When someone violates their probation, because they didn’t know, didn’t care, misunderstood, thought it best to handle things their way__________, fill in with blank with whatever excuse you want, DOES THE COURT REWRITE THE AGREEMENT and take all the excuses into consideration whilst doing so?

NO. Then why do they do it now? Custodial parent doesn’t mean BETTER PARENT.

It becomes a vicious a cycle, with a formula guaranteed to continue to promote hostility, animosity for the parties involved and huge payouts for the judicial system.

If there was nothing to gain it makes no sense the courts and attorneys would promote animosity when there was nothing they could collect from the parties.

The lawyers and judges feed the behavior of the offending parent, create the atmosphere that they will look out for the best interest of the children, which reinforces the offending parents bad parenting to begin with.

Yes, it is bad parenting when one parent pits the other parent against the children. Good reason or not.

Children have a right to freely and without strings attached be able to love both parents.

It’s normal and it’s healthy.

It’s not normal and it’s not healthy when a parent can not, will not, refuses to separate the children from the adult relationship, and refuses to, or is incapable of fostering a good relationship and good communication between the children and the other parent.

Then justifies it by imagining and then projecting that somehow the other parent is no good, inferior and the children are somehow better off without having to deal with that other parent.

That in and of itself is a form of child abuse. It’s emotional abuse. And our courts are allowing it to happen day in and day out, they condone and they reward it.

What’s the motivation for that?

When a mother lists on her financial affidavit, income of $35,000 a year in one column, and virtually no other assets in the other and then lists an outstanding bill of $50,000 owed to her attorney, not counting the latest t court hearings, what does that say?

How many years of child support payments does that calculate out too?

Is that responsible? Is that a responsible parent? Is that responsible parenting? Should that be condoned by the court? Rewarded? Allowed to continue? Pandered too? Accepted?

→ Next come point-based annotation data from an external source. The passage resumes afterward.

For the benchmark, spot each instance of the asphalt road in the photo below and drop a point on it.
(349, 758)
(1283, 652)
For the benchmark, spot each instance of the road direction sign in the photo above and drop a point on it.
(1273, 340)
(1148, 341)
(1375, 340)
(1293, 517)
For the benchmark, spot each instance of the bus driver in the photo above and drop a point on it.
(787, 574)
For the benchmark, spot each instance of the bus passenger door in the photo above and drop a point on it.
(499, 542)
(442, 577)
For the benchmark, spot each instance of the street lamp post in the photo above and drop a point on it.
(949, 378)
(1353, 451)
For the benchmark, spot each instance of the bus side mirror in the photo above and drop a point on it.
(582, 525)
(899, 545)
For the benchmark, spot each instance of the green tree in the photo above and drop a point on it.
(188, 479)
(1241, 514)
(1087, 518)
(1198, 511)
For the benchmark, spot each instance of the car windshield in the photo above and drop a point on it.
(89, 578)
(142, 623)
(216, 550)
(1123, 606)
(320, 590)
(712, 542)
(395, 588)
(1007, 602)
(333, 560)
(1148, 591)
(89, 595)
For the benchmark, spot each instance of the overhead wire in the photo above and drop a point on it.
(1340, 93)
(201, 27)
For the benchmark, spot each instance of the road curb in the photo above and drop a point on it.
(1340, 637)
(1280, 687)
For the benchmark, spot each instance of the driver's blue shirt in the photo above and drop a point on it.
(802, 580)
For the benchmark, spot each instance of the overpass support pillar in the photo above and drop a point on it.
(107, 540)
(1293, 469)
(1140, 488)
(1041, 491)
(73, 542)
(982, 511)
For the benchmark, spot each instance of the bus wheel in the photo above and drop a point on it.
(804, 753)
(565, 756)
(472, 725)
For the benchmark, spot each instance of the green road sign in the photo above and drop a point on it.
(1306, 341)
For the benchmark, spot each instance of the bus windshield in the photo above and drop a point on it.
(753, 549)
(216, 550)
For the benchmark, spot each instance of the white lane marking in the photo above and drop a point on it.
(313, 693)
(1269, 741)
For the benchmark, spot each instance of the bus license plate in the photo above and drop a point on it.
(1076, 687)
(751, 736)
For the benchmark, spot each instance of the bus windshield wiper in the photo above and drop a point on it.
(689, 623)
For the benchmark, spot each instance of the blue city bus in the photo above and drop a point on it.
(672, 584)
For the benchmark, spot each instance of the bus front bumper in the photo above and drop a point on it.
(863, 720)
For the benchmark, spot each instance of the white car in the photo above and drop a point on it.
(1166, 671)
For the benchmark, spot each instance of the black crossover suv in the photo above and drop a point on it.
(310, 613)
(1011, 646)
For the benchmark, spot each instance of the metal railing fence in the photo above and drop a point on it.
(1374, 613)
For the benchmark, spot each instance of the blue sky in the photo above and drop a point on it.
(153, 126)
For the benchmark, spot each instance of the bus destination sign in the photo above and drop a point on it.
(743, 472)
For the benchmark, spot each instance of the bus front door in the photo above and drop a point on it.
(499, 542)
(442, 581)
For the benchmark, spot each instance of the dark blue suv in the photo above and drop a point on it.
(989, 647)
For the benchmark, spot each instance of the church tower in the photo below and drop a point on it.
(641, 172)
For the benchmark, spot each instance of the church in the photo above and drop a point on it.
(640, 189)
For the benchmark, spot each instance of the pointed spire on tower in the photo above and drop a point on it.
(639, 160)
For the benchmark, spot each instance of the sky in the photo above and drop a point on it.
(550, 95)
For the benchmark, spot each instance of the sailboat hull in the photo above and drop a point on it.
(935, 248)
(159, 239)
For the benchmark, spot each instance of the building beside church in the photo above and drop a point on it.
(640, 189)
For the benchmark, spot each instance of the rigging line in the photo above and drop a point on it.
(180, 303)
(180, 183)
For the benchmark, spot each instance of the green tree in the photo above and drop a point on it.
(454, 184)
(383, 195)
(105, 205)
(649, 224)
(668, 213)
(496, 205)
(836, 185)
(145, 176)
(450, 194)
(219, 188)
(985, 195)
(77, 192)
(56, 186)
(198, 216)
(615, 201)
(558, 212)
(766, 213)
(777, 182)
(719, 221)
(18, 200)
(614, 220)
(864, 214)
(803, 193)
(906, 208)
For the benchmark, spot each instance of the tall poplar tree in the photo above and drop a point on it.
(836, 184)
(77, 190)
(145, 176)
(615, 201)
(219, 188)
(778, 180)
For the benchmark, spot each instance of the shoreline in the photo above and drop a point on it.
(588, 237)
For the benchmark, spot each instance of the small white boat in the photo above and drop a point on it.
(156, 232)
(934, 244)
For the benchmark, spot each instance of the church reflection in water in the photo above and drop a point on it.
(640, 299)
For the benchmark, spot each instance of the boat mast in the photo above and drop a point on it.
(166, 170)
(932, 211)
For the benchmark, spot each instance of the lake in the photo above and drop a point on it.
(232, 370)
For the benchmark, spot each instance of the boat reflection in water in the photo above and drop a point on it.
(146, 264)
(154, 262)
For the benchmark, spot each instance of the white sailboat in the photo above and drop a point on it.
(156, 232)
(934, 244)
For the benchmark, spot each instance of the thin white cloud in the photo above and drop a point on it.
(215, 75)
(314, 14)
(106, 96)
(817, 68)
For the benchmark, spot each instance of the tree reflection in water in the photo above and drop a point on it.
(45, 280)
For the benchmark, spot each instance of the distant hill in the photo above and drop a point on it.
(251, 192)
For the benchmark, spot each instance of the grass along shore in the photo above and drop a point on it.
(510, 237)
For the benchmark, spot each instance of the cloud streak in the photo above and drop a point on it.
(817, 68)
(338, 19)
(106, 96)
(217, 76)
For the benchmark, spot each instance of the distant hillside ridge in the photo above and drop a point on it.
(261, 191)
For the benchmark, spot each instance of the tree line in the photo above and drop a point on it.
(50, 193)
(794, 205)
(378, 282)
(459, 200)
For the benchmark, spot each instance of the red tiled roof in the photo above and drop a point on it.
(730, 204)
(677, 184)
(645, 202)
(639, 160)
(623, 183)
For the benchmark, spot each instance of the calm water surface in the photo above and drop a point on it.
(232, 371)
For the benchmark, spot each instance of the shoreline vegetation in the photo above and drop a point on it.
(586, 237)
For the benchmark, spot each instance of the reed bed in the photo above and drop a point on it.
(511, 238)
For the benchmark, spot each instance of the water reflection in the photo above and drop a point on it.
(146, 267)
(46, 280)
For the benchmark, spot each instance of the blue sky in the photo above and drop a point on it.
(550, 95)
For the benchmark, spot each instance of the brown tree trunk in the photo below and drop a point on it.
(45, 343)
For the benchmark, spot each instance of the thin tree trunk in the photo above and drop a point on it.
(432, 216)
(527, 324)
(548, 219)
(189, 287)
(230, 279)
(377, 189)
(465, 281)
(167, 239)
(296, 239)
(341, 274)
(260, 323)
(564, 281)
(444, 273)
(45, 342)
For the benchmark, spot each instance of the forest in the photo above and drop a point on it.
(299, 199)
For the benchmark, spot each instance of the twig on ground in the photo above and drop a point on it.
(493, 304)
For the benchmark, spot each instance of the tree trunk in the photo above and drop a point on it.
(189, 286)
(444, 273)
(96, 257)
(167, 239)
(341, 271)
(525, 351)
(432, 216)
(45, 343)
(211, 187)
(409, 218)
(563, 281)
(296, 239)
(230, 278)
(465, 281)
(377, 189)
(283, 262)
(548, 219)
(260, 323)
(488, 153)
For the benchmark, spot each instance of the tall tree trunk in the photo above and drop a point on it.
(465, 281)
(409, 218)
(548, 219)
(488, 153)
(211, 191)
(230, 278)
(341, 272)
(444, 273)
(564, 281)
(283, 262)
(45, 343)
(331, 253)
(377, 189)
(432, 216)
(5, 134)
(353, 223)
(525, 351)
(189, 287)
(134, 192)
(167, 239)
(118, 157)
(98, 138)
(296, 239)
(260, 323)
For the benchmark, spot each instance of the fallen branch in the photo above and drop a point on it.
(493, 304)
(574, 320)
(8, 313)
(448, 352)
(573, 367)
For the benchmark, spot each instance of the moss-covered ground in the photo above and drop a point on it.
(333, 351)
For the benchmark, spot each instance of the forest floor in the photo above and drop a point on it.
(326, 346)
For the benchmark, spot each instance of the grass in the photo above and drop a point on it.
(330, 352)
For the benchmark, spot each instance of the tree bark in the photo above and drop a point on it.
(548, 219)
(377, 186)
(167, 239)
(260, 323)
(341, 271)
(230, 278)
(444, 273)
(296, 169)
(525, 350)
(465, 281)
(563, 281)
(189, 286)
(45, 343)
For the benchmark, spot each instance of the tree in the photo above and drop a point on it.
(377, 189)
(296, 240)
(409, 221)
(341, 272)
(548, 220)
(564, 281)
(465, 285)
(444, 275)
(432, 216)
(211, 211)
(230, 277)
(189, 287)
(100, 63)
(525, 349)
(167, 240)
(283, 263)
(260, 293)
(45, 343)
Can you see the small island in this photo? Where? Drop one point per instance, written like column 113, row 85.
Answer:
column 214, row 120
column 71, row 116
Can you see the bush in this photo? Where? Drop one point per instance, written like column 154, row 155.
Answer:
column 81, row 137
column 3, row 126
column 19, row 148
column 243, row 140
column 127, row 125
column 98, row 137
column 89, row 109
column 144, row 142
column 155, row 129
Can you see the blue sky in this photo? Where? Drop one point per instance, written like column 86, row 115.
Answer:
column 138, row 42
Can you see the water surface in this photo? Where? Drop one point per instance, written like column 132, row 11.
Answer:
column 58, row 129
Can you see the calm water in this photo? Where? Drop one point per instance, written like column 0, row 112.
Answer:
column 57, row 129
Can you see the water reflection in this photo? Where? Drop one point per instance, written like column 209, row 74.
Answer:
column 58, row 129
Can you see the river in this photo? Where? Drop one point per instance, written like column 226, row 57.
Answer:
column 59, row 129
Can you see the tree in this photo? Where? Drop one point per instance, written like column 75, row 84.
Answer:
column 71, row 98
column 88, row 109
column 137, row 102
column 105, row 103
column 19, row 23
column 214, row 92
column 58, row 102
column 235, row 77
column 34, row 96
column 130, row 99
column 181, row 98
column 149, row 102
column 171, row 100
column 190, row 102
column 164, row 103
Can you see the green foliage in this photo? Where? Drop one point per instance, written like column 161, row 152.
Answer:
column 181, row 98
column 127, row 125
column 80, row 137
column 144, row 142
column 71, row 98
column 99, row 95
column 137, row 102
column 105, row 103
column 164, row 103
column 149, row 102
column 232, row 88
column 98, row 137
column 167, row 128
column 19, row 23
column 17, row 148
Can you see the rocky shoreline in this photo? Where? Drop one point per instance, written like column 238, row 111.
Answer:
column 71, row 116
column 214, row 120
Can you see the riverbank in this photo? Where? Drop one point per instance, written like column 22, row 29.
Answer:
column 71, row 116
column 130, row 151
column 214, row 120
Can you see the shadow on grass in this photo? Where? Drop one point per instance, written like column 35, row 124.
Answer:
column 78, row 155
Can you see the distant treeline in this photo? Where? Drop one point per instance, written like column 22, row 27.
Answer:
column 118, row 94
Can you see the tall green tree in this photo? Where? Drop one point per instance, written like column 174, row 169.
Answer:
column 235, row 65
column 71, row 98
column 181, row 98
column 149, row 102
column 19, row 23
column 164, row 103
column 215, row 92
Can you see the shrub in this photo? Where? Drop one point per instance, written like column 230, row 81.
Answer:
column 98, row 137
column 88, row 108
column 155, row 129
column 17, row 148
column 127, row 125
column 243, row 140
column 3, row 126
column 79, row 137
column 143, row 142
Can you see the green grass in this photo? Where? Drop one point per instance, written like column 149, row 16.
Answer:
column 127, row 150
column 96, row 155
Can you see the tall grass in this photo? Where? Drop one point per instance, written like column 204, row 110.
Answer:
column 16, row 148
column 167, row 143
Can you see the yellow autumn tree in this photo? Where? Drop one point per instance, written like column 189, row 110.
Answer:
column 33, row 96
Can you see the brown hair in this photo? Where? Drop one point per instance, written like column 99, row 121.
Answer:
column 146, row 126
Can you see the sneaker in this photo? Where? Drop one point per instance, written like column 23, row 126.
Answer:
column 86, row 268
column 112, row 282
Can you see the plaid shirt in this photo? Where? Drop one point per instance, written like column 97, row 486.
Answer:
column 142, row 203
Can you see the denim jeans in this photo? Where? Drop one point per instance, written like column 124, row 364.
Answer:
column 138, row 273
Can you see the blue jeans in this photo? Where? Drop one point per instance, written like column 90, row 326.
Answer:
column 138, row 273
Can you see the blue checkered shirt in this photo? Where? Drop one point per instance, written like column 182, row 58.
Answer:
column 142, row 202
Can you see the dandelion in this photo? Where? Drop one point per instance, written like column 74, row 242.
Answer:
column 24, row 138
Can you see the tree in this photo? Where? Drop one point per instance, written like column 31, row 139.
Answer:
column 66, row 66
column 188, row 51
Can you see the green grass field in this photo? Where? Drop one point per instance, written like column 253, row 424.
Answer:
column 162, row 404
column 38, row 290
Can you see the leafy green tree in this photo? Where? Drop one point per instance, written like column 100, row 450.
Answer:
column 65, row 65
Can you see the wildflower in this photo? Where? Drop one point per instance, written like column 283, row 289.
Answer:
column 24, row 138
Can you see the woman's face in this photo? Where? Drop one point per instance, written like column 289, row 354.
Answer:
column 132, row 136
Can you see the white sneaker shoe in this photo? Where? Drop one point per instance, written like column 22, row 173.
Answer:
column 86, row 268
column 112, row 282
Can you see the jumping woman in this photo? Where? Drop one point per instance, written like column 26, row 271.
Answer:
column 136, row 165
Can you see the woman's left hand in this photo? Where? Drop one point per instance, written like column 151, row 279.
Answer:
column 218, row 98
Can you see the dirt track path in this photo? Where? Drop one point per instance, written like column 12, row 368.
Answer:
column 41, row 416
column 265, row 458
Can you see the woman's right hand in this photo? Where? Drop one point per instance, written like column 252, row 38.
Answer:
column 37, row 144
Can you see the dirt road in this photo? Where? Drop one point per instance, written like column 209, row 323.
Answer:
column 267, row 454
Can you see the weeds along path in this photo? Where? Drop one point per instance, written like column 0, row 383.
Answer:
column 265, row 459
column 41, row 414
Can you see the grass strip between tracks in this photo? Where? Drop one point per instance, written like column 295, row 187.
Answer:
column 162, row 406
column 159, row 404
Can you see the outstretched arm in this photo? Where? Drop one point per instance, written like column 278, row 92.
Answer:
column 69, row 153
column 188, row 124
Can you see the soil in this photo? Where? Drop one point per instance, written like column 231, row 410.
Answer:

According to Motions filed, she’s in court that day for two reasons, one to try to get her child support increased and the other to prevent any further contact between the father and the child, already so limited by her behavior to be almost non-existent to begin with.

Neither action justified, yet the Motion is still brought to the court by the custodial parents attorney because that’s what the custodial parent wants done.

The children become a pawn, no more than mere property to be used for a claim to more money. In this instance, hopefully, more money in the pocket of the custodial parent, certainly more money in the pocket of the attorney.

So at the expense of the child the courts have allowed the lawyer to continue the litigation, taking that $50,000 plus the $1,000’s that have already been paid, plus what hasn’t been billed yet, money that should be going to the child and that child’s future but instead ends up in the pockets of the lawyer with no reasonable or logical explanation.

Interestingly, the courts also say the law does not provide that a non-custodial parent has the right to know how child support money is spent. Wonder why that would be? Is it simply an attempt to cover-up what really goes on? Why would one parent not be accountable while the other is?

When the judge or master, as in this case, has in front of them the monthly child support payments provided by the ex equaling the monthly loan payment to the ex’s attorney, it speaks of irresponsibility to the very people these hypocrites sit from the bench and try to say they are thinking of – the children.

How is it in the best of the children to take away their future because one parent wants to fight the other parent for custody or visitation when there are no legal or valid reasons for doing so?

If the courts aren’t happy with a little scrutiny perhaps it’s time they clean their house.

Exposing what goes on behind the scenes will be a win-win situation for all concerned.

Either a corrupt system will be exposed and hopefully righted or a great system will stay a great system because the transparency exists to keep it that way.